How did Europe fail to ban Russian fossil fuels? Sanctions gap
On the second anniversary of the war in Ukraine, the European Union's (EU) sanction policy to sap Moscow of its critical revenue for its invasion campaign of Ukraine. Despite imposed sanctions on Russian fossil fuels, recent data shows that Moscow still benefits financially by exporting oil and gas to European and non-European countries. In this vein, Southern and Eastern European countries are the top destinations of the Russian oil and business elite in an effort to circumvent the sanctions.
For example, certain countries like Hungary, Bulgaria, and Slovakia requested an exemption from sanctions to import Russian oil and gas until they find an alternative source. According to the available data, Bulgaria imports 3 million barrels of Russian oil a month, making it the world's fourth-largest importer, followed by India, China and Türkiye. In 2023, almost half the volumes were Russia's benchmark medium, sour Urals export crude loaded at its Baltic Sea ports of Ust Luga and Primorsk and redirected to buyers in Northern China.
Moreover, Russia’s Lukoil refinery in Bulgaria accounts for a tenth of the country’s GDP. Since the sanctions were introduced, Lukoil has been benefitting from access to cheap Russian Ural crude, which is transported to Bulgaria by tankers through the Black Sea. Nevertheless, the Bulgarian government initially planned to replace the Russian oil and push Lukoil out of the country as soon as possible. In addition, the analysis showed that the refinery has been using the derogation to buy more Russian crude oil, increasing its share to 93 per cent in the first ten months of 2023 from 70% of its total imports prior to the start of the Russian war in Ukraine.

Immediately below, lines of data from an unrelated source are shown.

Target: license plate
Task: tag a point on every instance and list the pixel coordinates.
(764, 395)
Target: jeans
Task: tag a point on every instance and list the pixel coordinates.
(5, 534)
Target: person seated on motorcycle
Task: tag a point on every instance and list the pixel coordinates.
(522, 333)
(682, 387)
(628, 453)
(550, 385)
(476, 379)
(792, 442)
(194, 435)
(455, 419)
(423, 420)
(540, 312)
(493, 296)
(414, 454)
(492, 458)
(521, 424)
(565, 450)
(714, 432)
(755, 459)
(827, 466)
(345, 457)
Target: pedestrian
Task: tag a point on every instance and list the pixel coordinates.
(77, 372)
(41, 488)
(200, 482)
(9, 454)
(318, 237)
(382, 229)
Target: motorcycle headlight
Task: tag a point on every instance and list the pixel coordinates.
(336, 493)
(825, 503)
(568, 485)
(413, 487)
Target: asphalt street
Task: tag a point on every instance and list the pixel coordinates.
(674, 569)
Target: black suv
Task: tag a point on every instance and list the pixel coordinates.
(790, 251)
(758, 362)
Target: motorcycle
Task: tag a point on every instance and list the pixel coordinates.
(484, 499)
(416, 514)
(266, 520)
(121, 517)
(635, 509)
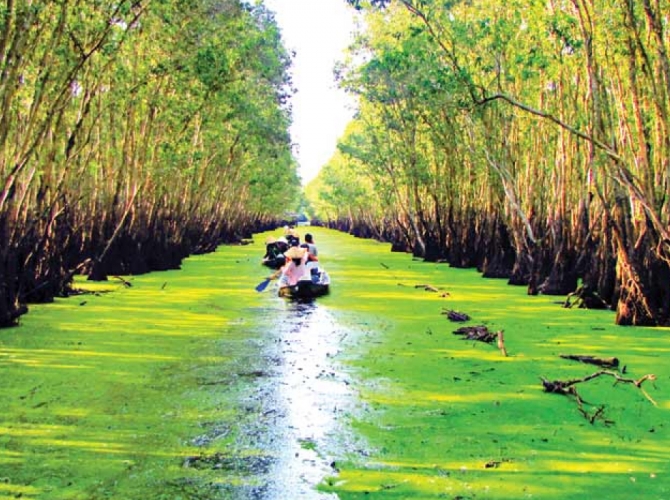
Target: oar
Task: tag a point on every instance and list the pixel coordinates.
(264, 284)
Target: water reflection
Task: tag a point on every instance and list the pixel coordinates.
(308, 396)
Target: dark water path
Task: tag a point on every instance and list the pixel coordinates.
(191, 385)
(302, 398)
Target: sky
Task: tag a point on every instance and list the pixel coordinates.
(318, 31)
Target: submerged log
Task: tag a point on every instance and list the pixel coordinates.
(604, 362)
(455, 315)
(585, 298)
(481, 333)
(567, 388)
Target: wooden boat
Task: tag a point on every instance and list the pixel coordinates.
(310, 287)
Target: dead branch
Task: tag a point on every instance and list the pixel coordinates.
(567, 388)
(604, 362)
(455, 315)
(428, 288)
(481, 333)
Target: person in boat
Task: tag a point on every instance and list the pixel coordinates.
(274, 251)
(309, 239)
(310, 256)
(295, 267)
(292, 236)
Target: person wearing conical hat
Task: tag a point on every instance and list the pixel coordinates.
(295, 267)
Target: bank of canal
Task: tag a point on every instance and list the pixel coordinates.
(189, 384)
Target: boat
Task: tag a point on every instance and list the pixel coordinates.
(274, 252)
(316, 284)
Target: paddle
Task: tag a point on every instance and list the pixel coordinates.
(264, 284)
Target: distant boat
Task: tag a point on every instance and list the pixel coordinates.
(309, 287)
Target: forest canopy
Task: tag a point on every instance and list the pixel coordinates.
(528, 139)
(134, 133)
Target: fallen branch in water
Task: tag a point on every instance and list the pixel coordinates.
(455, 315)
(604, 362)
(567, 388)
(428, 288)
(481, 333)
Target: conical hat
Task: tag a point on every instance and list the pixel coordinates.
(295, 253)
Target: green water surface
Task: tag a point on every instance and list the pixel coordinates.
(190, 384)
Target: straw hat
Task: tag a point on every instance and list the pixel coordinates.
(295, 253)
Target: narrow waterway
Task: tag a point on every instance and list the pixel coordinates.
(298, 401)
(303, 399)
(189, 384)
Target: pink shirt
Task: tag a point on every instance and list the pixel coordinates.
(291, 273)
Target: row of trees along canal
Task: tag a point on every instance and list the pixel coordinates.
(132, 134)
(530, 139)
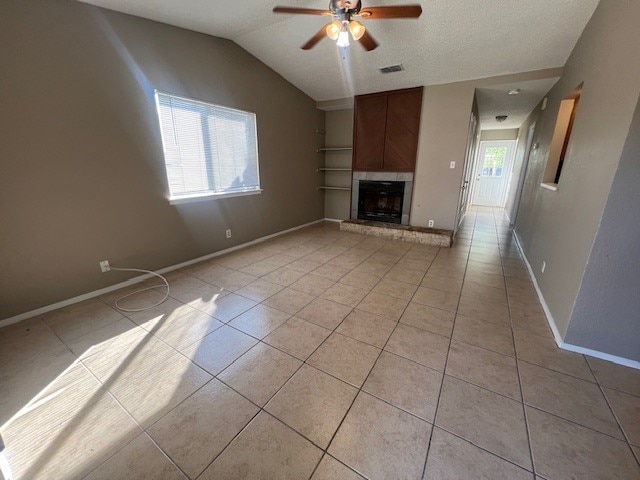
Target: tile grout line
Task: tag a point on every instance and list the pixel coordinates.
(262, 409)
(515, 351)
(126, 411)
(326, 450)
(624, 433)
(444, 368)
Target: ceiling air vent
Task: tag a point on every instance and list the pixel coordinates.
(392, 68)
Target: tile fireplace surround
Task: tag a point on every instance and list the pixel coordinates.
(406, 177)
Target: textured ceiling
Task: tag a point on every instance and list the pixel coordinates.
(453, 40)
(495, 100)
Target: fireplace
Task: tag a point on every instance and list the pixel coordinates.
(392, 201)
(380, 201)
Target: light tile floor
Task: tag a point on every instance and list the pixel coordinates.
(319, 354)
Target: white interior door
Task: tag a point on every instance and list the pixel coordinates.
(494, 159)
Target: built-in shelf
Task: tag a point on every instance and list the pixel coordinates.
(343, 169)
(333, 149)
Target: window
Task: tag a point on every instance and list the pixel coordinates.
(209, 150)
(561, 136)
(493, 161)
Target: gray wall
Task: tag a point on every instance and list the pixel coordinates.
(339, 128)
(607, 313)
(519, 161)
(82, 168)
(444, 125)
(560, 227)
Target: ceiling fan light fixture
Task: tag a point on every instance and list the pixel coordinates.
(343, 37)
(333, 29)
(356, 29)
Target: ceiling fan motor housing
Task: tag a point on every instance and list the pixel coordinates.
(350, 7)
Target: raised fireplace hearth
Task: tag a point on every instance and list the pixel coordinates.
(382, 196)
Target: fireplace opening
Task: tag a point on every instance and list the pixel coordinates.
(380, 201)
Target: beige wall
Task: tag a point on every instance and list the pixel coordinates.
(82, 168)
(444, 126)
(560, 227)
(339, 133)
(506, 134)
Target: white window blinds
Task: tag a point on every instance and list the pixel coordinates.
(208, 149)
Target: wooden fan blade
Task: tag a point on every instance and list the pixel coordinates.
(315, 39)
(399, 11)
(304, 11)
(368, 42)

In total, the exemption has led to €2 billion in export revenues for Russia since the sanctions kicked in, resulting in an estimated €1 billion in taxes for Moscow. Russia has also sold crude to countries outside of the regime that then ship the oil products back to Europe, creating a second loophole. The Centre for Research on Energy and Clean Air (CREA) research for 2023 showed that Bulgaria is the fourth largest buyer of seaborne Russian crude oil after India, China and Türkiye. Consequently, due to the mounting pressure and criticism, Bulgaria's government announced plans to end its sanctions opt-out on March 1 instead of a previous, self-imposed October 31 deadline.
At this stage, it is arguable to what extent Bulgaria will be able to promptly replace the oil for the Lukoil refinery in case of contract termination. If so, the only viable option for Bulgaria is the construction of the long-proposed Burgas-Alexandroupolis pipeline that could secure alternative sources of crude oil for the refinery. If successful, the pipeline would transport crude between the Aegean and Black Seas by bypassing the Turkish Straits.
Although the Bulgarian government refuted all allegations that its operations with Russia benefit the latter, it proceeded to import Russian crude exclusively above the price cap from August until October 2023.
In light of the ongoing sanction regime, the Russian economy appears more resilient than expected, and the Russian military retains the capacity to destroy civilian infrastructure and military targets and terrorise the Ukrainian population. What is more, sanctioned goods are still finding their way to Russia, and Russian fossil fuels are still flowing to alternative markets.
According to Norway-based risk consultancy Corisk, the circumvention of export sanctions on Russia amounted to an astonishing $8.5 billion in 2022. Russia's rising numbers and increasing revenues pushed the EU member countries to echo the call to end all exemptions of oil imports, including Bulgaria. Some analysts argue that eliminating all exemptions would have mid-term and long-term economic consequences on Russia's economy.
Roughly a year after adopting the initial penalties, legal loopholes have combined with poor enforcement and a mushrooming parallel trade to keep Moscow’s fossil fuel revenues flowing. Although Russia circumvents sanctions and exports to Europe, Moscow actively re-routes exports to Asian markets in an effort to compensate for the shrinking markets in Europe. In turn, countries like India have increased their imports of cheap Russian crude by 134 per cent. Hence, it will take more time for the EU to introduce new legal regulations to prevent the flow of Russian fossil fuels into the local markets amid the raging war.